After a nice long summer, we are now mostly enjoying the indoors here in the Pacific Northwest. Between home projects and work in the corporate world, cooking (and eating!) provides a nice diversion. This is my attempt to re-unite Marcel with his love of Asian food which faded when we ate rice and noodles everyday for almost a month while traveling in Asia a few years ago. Mission accomplished.
Even though I am Asian I don’t really know much about cooking Asian food. Eating yes, cooking no. As a matter of fact I was already in my mid-20s when I first ventured into the kitchen. I relied on my mom to make everything and I don’t even remember how she made stuff. Fast forward to today. Thanks to the internet, my culinary world has expanded beyond my imagination. I am always pleasantly surprised to see what I am capable of. Living in the Pacific Northwest, it would be a shame not to take advantage of the bounty of the region. This one is definitely going on our recipe list.
I soon realized that good ingredients is everything. For this recipe, my local sources include pork from Carlton Farms
, cornstarch from Bob’s Red Mill
, and fresh wonton wrappers by Summit Chinese Food. As for the noodles, I got them from Uwajimaya
but they were imported from China.
An army of wontons waiting for battle
These noodles will make you feel like you are in a Hong Kong eatery
Surprisingly filling wonton noodle soup with 9g of protein from the noodles and more from the pork
- Homemade chicken broth is ideal but the best store-bought brand you can find can be good enough. My favorite brand is Kitchen Basics
. I added 1 cup water per quart of broth to tone down the salt.
- I used low-fat % ground pork but if you want something more moist, you can use the regular version.
- Sesame oil is the ingredient that makes it taste “Chinese”.
- Consider this a base recipe to build on.
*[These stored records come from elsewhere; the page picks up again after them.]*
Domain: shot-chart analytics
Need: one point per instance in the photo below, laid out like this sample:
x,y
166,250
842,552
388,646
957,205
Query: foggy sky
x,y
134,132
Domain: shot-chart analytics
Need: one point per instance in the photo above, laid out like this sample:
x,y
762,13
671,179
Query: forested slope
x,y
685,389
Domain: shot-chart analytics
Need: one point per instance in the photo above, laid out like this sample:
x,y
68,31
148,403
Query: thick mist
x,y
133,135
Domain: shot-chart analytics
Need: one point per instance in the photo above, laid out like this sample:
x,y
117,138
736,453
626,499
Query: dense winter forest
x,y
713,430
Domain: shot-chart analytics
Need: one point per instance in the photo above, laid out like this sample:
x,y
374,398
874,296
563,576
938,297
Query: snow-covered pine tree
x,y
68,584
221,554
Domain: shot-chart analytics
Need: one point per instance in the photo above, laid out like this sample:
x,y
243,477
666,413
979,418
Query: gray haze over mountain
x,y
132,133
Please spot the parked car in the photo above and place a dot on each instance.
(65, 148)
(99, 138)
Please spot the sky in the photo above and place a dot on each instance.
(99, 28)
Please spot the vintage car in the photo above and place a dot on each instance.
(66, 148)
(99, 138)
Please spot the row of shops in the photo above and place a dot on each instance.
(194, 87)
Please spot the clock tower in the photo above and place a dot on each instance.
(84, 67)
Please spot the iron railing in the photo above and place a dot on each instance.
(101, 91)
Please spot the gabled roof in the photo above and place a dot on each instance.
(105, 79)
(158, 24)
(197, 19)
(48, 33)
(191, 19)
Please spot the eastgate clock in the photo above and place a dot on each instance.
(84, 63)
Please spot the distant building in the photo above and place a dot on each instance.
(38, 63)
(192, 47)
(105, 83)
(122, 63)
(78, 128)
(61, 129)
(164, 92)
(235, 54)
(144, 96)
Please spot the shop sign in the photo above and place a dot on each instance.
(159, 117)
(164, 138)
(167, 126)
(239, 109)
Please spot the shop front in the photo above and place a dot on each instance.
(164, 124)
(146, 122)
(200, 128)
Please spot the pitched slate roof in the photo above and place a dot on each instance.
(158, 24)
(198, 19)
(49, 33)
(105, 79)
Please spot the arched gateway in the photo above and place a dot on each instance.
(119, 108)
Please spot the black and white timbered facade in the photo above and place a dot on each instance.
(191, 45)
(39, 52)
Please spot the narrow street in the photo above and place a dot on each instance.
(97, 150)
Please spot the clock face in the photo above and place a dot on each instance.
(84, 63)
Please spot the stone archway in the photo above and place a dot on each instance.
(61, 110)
You can add other meats such as shrimp, fish balls, Chinese BBQ pork, etc. as you wish.
- I measured 1 tsp of meat mix per wonton. It makes about 40 pieces.
- Chili garlic oil really adds depth to the flavor of the soup. This is available in most Asian grocery stores.
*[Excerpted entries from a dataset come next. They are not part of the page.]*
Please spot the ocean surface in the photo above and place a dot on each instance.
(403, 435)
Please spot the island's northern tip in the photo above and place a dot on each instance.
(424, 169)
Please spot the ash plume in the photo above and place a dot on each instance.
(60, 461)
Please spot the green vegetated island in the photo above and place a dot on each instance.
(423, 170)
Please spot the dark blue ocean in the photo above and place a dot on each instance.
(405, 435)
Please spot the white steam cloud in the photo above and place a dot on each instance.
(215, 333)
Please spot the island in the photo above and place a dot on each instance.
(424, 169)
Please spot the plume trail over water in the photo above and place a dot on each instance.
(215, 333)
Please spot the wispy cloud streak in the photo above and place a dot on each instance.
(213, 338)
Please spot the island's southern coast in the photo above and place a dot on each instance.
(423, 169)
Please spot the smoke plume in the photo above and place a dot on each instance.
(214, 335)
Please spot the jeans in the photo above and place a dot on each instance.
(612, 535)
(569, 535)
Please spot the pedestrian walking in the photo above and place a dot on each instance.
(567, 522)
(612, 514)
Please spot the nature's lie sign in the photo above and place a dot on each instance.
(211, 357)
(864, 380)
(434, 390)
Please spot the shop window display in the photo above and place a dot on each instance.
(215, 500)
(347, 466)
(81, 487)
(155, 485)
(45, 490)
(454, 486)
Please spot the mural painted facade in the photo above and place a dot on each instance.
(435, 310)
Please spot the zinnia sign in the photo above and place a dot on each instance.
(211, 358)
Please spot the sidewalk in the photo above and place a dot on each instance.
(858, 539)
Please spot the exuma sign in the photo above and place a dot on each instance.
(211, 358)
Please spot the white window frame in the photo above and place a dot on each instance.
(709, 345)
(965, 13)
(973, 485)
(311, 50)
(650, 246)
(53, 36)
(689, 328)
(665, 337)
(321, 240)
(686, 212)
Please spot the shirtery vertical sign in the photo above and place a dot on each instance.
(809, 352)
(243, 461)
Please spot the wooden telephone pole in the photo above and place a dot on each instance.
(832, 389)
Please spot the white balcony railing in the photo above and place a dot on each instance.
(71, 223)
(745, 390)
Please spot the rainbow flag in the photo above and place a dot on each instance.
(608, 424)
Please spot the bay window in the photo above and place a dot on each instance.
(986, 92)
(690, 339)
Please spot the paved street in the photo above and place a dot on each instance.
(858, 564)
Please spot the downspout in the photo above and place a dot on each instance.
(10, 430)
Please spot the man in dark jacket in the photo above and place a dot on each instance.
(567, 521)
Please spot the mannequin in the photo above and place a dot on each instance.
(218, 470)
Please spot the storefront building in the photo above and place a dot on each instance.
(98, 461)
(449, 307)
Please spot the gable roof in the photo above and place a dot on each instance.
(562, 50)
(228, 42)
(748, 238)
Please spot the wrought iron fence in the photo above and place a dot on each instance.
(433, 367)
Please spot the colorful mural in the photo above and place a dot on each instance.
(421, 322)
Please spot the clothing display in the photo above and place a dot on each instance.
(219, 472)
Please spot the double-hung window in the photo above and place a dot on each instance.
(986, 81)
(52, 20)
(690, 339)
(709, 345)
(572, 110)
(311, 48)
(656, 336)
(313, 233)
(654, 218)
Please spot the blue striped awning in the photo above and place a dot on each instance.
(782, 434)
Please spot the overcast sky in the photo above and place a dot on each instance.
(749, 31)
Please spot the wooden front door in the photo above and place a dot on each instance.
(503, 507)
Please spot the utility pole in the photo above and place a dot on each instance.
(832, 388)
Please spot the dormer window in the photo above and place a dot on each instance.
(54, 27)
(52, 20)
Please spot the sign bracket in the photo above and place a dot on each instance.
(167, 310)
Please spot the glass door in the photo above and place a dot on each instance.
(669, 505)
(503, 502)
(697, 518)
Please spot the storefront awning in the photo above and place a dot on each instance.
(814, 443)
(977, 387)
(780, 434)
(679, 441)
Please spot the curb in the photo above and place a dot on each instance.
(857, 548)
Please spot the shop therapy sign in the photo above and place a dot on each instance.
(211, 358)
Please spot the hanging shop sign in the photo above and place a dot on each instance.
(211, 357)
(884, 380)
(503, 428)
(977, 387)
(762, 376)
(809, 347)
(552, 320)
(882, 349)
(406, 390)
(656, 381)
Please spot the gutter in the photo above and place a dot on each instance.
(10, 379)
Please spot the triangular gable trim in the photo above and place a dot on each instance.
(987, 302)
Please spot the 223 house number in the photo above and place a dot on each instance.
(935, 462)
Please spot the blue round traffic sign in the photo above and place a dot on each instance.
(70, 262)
- This might look intimidating but there are no special skills required. Just patience in having to assemble the wontons for about 1 hour. You can cut that in half if you get your family or friends to help you. Even better, make a big batch and freeze them for a quick meal next time.
Wonton Noodle Soup
1/2 pound ground pork
2 stalks scallions or green onions, finely chopped
1 tablespoon soy sauce
1 teaspoon rice vinegar
1 teaspoon cornstarch
1/4 teaspoon sugar
1/2 teaspoon sesame oil
1/2 pound wonton wrappers, at room temperature, covered with a damp towel
1 tablespoon cornstarch + 1/4 cup cool water (cornstarch slurry)
2 quarts chicken broth (home-made or store-bought)
8 ounces dry thin egg noodles (Hong Kong-style recommended)
1/2 pound baby bok choy, leaves separated and washed
1 teaspoon sesame oil
Mix the pork, scallions, soy sauce, rice vinegar, cornstarch, sugar, and sesame oil in a large bowl. Put a level teaspoon of filling in the middle of a wonton wrapper, brush cornstarch slurry on all edges. Fold over to form a triangle, press to secure edges, encasing the filling. Brush cornstarch slurry on one tip of the triangle. Bring two corners together and press to secure. Make sure all edges are sealed. Place on a clean, dry plate in one layer and cover loosely with plastic wrap to prevent drying. Repeat until all the mixture is used up.
In a large stockpot, add the chicken broth. Once it reaches a rapid boil, slowly drop the wontons. The wontons are ready when they float to the top. If you want to be sure, take a piece, split in the middle to check for doneness. Scoop out all the wontons and place into serving bowls when done.
Cook the noodles in the broth according to the package instructions. Add the bok choy to the pot until slightly wilted, about 1 minute. Ladle broth, noodles and bok choy to bowls. Drizzle just a few drops of sesame oil in each bowl.
Garnish with scallions sliced into thin ribbons.